Network Monitoring Flashcards
What is the difference between network monitoring and network traffic monitoring?
Monitoring can be split into two main tasks: network monitoring and network traffic monitoring. On the one hand, network monitoring involves keeping track of network devices for availability and faults. In contrast, network traffic monitoring is monitoring what protocols and data are moving around a network and monitoring for performance and security threats.
Why does monitoring bandwith matter?
Monitoring bandwidth
Bandwidth is an important concept when it comes to network traffic monitoring and performance. It’s a term you might be familiar with because when you look for an internet provider, you generally want the fastest connection you can afford, meaning bandwidth is your first priority. That’s because it determines the rate at which data moves across a network. This is not usually a problem if only a few people and applications use a network. But things can get pretty busy, and some applications are more demanding than others. Just take video conferencing as an example; it takes up a lot more bandwidth than just visiting a web page. Bandwidth is much like the road in the illustration below: you can only accommodate a certain number of cars before the road becomes blocked. That’s why monitoring what is using a lot of bandwidth is critical.

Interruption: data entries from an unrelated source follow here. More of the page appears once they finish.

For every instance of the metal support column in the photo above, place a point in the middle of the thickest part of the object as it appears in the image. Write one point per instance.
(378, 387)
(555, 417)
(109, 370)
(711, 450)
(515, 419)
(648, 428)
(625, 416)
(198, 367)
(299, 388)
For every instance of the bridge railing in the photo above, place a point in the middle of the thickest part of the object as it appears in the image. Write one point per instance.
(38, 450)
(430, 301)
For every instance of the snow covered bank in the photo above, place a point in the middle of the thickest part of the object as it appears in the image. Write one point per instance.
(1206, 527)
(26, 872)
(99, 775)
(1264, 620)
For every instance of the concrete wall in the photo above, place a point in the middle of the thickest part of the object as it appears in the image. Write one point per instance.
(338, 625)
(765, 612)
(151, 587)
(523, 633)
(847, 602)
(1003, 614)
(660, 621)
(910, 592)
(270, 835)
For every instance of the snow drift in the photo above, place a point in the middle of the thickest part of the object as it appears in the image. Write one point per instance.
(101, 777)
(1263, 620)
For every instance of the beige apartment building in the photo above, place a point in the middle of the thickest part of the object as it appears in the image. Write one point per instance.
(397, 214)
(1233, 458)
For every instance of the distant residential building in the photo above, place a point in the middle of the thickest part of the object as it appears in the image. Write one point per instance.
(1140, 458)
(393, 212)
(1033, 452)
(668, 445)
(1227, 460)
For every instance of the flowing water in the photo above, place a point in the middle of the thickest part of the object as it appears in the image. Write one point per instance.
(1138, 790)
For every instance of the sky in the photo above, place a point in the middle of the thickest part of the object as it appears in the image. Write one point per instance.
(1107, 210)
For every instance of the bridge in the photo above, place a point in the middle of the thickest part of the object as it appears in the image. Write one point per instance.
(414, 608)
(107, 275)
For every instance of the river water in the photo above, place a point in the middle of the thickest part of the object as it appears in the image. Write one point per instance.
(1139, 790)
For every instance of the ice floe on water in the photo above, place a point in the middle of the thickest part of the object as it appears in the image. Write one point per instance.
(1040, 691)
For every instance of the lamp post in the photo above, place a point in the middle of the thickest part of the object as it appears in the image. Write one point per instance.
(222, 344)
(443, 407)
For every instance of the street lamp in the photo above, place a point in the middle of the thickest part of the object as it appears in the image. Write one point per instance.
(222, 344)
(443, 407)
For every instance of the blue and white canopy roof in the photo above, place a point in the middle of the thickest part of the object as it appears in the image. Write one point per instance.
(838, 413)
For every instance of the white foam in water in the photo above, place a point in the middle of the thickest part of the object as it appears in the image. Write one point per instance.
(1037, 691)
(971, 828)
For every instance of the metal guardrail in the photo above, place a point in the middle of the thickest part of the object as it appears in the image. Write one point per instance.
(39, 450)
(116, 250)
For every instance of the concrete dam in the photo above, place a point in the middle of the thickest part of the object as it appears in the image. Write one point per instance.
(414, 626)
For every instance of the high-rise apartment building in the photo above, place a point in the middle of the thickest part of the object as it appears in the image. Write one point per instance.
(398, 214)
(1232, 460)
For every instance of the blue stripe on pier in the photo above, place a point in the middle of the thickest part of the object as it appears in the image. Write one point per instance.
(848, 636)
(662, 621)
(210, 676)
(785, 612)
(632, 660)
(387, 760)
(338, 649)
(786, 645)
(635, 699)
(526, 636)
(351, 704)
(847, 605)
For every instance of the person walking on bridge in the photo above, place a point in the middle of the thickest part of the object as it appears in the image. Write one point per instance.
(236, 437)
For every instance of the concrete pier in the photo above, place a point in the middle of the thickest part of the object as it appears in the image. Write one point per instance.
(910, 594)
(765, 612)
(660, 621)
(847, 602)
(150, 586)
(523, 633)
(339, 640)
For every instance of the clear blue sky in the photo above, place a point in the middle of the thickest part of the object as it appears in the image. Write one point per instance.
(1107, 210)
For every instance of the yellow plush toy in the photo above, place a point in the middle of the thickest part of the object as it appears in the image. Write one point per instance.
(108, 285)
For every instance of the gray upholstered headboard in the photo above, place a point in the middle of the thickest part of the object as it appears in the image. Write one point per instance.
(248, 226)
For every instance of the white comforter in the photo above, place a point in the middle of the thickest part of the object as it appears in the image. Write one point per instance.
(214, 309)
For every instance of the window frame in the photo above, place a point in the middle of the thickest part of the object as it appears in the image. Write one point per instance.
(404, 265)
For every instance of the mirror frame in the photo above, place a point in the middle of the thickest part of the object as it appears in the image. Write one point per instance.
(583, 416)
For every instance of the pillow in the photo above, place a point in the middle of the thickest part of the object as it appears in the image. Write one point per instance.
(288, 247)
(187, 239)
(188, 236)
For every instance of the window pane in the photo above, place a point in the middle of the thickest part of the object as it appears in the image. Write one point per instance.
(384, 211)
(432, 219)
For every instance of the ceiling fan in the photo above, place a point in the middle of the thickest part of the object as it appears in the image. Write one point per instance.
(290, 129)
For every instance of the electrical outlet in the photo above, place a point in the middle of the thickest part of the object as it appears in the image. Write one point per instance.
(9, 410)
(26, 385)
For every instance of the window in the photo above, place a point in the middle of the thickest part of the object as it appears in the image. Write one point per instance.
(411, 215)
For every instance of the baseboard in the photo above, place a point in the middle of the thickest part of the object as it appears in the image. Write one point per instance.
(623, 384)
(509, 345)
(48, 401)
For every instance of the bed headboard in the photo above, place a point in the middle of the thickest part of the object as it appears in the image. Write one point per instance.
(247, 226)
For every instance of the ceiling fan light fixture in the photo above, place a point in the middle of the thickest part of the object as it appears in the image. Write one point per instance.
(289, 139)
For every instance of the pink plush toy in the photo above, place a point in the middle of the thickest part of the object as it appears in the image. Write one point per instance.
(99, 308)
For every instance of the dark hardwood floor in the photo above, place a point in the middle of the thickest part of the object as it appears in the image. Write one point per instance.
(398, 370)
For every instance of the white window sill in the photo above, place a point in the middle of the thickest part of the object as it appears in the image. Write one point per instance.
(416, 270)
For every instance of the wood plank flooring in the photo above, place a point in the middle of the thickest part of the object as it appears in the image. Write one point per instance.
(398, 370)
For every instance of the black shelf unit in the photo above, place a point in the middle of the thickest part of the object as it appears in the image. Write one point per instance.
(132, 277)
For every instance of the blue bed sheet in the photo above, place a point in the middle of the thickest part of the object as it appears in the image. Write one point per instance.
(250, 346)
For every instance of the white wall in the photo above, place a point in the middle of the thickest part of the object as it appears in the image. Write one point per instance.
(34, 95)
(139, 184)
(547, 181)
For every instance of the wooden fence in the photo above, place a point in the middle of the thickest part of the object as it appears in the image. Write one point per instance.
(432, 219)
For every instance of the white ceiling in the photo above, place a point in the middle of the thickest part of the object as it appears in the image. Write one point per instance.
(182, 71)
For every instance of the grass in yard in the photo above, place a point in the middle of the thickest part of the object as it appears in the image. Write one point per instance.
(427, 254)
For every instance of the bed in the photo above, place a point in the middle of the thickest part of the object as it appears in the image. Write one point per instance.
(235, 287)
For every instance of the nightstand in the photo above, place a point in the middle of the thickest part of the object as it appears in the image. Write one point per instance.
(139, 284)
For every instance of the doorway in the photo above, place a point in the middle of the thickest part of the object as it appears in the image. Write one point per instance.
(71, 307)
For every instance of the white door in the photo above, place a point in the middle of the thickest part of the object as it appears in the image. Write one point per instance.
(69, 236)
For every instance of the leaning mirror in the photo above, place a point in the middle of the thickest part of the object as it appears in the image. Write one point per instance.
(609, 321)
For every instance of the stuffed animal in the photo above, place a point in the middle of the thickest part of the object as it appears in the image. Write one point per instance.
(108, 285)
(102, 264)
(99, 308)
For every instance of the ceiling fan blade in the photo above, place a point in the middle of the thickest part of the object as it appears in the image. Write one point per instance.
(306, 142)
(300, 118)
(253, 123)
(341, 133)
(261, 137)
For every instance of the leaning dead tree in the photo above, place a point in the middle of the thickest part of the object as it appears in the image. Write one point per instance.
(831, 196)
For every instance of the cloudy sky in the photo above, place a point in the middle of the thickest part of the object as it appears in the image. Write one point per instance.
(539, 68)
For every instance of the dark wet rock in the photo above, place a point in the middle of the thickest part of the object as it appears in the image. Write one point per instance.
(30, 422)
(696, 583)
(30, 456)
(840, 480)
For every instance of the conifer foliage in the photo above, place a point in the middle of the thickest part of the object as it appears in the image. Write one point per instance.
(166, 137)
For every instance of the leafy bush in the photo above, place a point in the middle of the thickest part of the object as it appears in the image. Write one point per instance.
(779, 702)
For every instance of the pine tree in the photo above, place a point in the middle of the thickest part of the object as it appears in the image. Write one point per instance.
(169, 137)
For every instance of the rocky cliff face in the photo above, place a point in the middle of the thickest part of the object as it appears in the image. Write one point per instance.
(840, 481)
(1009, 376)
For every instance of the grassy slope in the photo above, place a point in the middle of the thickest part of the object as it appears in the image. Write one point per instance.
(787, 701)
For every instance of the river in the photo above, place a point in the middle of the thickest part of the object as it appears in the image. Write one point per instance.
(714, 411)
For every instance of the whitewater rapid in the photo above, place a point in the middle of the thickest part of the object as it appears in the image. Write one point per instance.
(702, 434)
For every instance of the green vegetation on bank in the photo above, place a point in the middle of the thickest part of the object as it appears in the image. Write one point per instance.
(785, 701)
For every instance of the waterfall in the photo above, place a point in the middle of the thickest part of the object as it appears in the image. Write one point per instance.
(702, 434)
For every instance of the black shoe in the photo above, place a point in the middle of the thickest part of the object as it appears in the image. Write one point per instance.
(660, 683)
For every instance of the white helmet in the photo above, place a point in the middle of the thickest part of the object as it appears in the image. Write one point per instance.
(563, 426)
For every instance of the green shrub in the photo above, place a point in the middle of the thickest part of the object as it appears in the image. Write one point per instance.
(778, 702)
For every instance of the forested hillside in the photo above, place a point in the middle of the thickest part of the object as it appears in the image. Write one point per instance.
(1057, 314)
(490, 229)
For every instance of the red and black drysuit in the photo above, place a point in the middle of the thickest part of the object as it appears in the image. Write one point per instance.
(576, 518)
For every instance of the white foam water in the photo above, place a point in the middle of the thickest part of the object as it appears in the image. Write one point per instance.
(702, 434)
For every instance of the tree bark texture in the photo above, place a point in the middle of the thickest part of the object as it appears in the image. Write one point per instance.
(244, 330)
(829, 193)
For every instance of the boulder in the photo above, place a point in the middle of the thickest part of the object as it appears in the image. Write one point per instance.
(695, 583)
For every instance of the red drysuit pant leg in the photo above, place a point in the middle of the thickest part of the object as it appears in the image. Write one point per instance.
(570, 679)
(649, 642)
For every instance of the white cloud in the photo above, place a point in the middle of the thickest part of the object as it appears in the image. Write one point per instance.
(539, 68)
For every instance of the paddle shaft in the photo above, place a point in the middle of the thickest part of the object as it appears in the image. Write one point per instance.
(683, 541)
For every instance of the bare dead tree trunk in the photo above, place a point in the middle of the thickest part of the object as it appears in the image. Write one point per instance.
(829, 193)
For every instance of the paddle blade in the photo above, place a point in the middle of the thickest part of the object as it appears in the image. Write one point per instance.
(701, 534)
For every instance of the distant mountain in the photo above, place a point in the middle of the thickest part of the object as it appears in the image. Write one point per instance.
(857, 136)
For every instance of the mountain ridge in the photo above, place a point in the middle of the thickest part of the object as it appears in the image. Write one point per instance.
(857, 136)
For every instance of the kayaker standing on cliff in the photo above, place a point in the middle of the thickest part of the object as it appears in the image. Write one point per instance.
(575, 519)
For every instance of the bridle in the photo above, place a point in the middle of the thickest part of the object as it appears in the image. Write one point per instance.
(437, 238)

How do you monitor a user?
When monitoring your network, you also want to track users to check what applications they use and what their regular day-to-day activity is. Doing this can create an audit trail, but more importantly, it reveals patterns so you can better understand the network traffic behavior on a day-to-day basis. Knowing how your network behaves makes it easier to spot when something isn’t quite right.
What are the steps in monitoring network traffic?
To monitor network traffic, you need to determine the best source. This monitoring can be split into two categories: packet capture and flow analysis.
Packet capturing
This is a way of collecting copies of packets that are moving around a network. You can decide to do this at different points across the network using a computer to run the packet capture software and a mirrored port. A mirrored port is created to copy any data that runs through it to your computer port and the connected packet capturing software. An application called Wireshark has traditionally been the go-to choice for performing this activity.
Flow analysis
Flow analysis is supported on many network devices and is typically a built-in feature. Two protocols that can do this are called Netflow and Sflow. Netflow is a Cisco proprietary protocol that runs on Cisco routers and switches. SFlow was developed to work on many platforms. Netflow collects IP traffic only, but SFlow can collect and analyze data from layers 2 to 7 of the OSI model. This type of analysis does not copy data from one port to another, so it’s very flexible as the data can be collected centrally.
Step 2: Selecting the correct component
Devices on the network that can support traffic monitoring include servers, switches, routers, and firewalls. You can even monitor specific interfaces and their applications as well as devices. However, you don’t want to capture everything happening everywhere on your network, as this will generate a lot of data to analyze. You need to pick key areas of the network that oversee communication. On Sam’s network, the central router would be the best place as traffic flows to and from that device.
Step 3: Using monitoring tools
When a network grows, so does the amount of data flow that you will need to analyze, and this is when you need third-party software that can collect all the flow traffic. There are many different traffic monitoring tools out there that are very capable of analyzing flows and putting the data into an easy-to-read format. They usually also include tools for alerting a network manager of problems or anomalies on the network.